1Co prawda zarys Cypru wolniej, ale za to cały czas.Wróć.
Można by twierdzić, że te flagi oddają charakter tych krajów: są sztuczne.
Jako mieszkaniec Kosowa twierdziłbym, że to nie unijne gwiazdki, tylko amerykańskie. 🙂
W przypadku Kosowa dążenie do odrębności jest zrozumiałe. Etnicznie Kosowo = Albańczycy. Historycznie Kosowo = Albańczycy (Ilirowie przybyli na Bałkany przed Słowianami). Tymczasowy twór terytorialny może być sztuczny, w dalszej perspektywie chodzi jednak o zjednoczenie ziem zamieszkanych przez jeden naród.
„Historycznie Kosowo = Albańczycy (Ilirowie przybyli na Bałkany przed Słowianami)”
Historycznie Kosowo = Serbia (to oni dopatrują się tam swoich korzeni i oni zostaiwli tam po sobie piękne monastyry, które Albańczycy niszczyli)
Zawsze podziwiam tych, którzy potrafią z tak niewzruszoną pewnością pisać jednozdaniowe komentarze na tak skomplikowany temat.
Niewzruszenie prosta teza opatrzona została niewzruszeni prostą antytezą. Ustalenie czyj powinien być kawałek ziemi będzie zależeć li tylko od doboru kryteriów.
Pisałem o obydwu komentarzach.
Oczywiście, że Serbowie dopatrują się tam swoich korzeni.
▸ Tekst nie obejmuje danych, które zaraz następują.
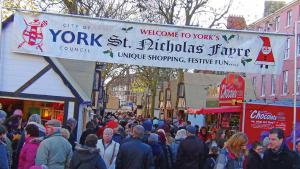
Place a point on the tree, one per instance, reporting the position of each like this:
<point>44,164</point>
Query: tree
<point>170,12</point>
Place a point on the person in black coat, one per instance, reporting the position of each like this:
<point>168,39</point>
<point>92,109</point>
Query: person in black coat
<point>212,158</point>
<point>90,129</point>
<point>87,156</point>
<point>157,151</point>
<point>254,160</point>
<point>191,152</point>
<point>135,154</point>
<point>278,156</point>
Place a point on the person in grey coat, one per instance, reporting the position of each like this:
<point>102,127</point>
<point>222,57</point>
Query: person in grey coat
<point>55,151</point>
<point>87,156</point>
<point>135,154</point>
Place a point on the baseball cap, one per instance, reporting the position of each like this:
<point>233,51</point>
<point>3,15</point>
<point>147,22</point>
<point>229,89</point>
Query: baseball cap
<point>191,129</point>
<point>54,123</point>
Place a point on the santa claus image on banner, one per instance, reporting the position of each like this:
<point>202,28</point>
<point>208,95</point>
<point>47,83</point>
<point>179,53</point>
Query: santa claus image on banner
<point>265,56</point>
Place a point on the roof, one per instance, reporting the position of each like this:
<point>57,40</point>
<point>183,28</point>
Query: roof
<point>78,75</point>
<point>276,12</point>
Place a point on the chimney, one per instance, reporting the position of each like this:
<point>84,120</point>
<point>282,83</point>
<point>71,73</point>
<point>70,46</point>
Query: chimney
<point>272,6</point>
<point>236,22</point>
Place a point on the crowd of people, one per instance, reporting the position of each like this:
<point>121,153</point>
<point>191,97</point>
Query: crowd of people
<point>128,142</point>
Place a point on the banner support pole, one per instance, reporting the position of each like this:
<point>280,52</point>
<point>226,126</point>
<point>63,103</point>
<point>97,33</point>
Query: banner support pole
<point>295,84</point>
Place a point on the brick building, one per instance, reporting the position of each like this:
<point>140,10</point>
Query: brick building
<point>281,86</point>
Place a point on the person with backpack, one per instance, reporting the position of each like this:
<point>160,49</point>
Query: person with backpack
<point>108,148</point>
<point>232,156</point>
<point>4,156</point>
<point>212,158</point>
<point>87,156</point>
<point>29,148</point>
<point>279,156</point>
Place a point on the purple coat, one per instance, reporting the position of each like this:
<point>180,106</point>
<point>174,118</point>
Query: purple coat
<point>28,153</point>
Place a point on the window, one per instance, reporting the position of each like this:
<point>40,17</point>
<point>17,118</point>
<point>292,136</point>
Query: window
<point>273,85</point>
<point>277,20</point>
<point>289,18</point>
<point>299,11</point>
<point>287,49</point>
<point>263,85</point>
<point>285,83</point>
<point>298,81</point>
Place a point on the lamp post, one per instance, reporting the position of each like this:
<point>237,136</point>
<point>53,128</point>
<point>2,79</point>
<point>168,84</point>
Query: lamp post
<point>147,105</point>
<point>181,100</point>
<point>168,100</point>
<point>181,96</point>
<point>295,85</point>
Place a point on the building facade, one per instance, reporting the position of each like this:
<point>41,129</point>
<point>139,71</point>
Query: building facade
<point>280,86</point>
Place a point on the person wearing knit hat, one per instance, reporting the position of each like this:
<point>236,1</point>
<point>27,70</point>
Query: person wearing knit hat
<point>112,124</point>
<point>2,116</point>
<point>18,112</point>
<point>135,153</point>
<point>168,161</point>
<point>157,150</point>
<point>298,147</point>
<point>180,136</point>
<point>87,156</point>
<point>191,151</point>
<point>147,124</point>
<point>191,129</point>
<point>55,151</point>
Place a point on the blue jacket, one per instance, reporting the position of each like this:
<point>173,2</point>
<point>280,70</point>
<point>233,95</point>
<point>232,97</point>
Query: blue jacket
<point>87,158</point>
<point>4,156</point>
<point>55,152</point>
<point>135,155</point>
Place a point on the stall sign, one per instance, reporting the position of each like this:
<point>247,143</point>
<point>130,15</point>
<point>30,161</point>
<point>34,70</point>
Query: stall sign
<point>260,118</point>
<point>232,90</point>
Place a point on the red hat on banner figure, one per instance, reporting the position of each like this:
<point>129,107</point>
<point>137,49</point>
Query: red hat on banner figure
<point>265,56</point>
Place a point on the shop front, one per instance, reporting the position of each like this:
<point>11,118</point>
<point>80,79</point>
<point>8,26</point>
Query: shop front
<point>261,118</point>
<point>230,101</point>
<point>224,104</point>
<point>54,88</point>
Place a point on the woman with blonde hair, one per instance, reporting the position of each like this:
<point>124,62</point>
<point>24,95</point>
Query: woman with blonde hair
<point>233,154</point>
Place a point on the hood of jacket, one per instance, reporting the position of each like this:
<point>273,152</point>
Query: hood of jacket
<point>86,153</point>
<point>33,140</point>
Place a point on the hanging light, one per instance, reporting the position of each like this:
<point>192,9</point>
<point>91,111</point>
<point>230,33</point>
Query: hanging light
<point>95,96</point>
<point>168,98</point>
<point>161,104</point>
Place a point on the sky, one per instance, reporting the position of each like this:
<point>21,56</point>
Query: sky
<point>251,10</point>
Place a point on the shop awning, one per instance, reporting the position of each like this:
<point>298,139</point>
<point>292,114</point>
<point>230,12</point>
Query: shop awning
<point>214,110</point>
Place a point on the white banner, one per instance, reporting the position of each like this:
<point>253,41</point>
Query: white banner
<point>83,38</point>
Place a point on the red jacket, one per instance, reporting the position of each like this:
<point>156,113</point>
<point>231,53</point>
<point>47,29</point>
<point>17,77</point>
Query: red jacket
<point>28,153</point>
Tak samo jak ze względów politycznych swoich korzeni, czy tak zwanej Wielkiej Rosji dopatrują się nasi słowiańscy kuzyni z Kremla na Ukrainie. Nie jest przypadkiem, że Serbia utrzymywała z Rosją od zawsze przynajmniej poprawne stosunki, nie mówiąc już o zażyłości i wspólnym lubowaniu się w mocarstwowych planach. Jedni chcieli (i chcą) dominować na wschodzie Europy, drudzy z wytęsknieniem wspominają okres(y), gdy mogli zwać się Panami Ziem Bałkańskich.
Co do monastyrów – nikt nie kwestionuje tego, że zostały wybudowane przez zamieszkujących od pewnego momentu Kosowo Serbów. Wypada odpowiedzieć na pytanie, czy powstały one od razu przy okazji domniemanego wkroczenia na te ziemie Słowian jako pierwszych osadników. I czy dziwnym zrządzeniem losu „dzicy” Słowianie już wówczas byli prawosławni? Hm.